Insecure Wi-Fi hotspots can leak large amounts of OT data before anyone has realized it happened. This vulnerability often comes down to bad configuration or maybe a desire by the OT team to take advantage of an existing internet connection. Certainly insecure Wi-Fi hotspots are not always malicious as more and more OT equipment manufacturers need access to their hardware for predictive maintenance and similar reasonable business needs. But has the connection been assessed for risk?

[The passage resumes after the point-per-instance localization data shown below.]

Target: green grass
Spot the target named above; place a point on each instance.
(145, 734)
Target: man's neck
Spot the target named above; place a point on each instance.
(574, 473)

Bug sweeps to see if connections can “phone home”
A bit more pernicious than Wi-Fi is the increased use of cellular connections so that equipment can “phone home.” In many cases these connections are never spotted because of their small form factor and difficulty in spotting their transmissions. Indeed in my experience I know that many cellular connections are only found during a bug sweep — a site technical surveillance counter measures assessment.
Other connections to OT
Finally we have some esoteric ways of connecting OT kit to the internet. These ways include flashing LEDs (or light sources) to transmit data through to using power source analysis or noise as a transmission medium.
Quest to control OT security
Once we have accepted that the air gap as a security control is rarely valid we need to aggressively deal with these connections to either understand and bound the risk or remove them altogether.
To achieve security control, an operational technology risk assessment is vital and I would suggest this is an urgent priority before your business disappears down a connection pipe it didn’t realize was there.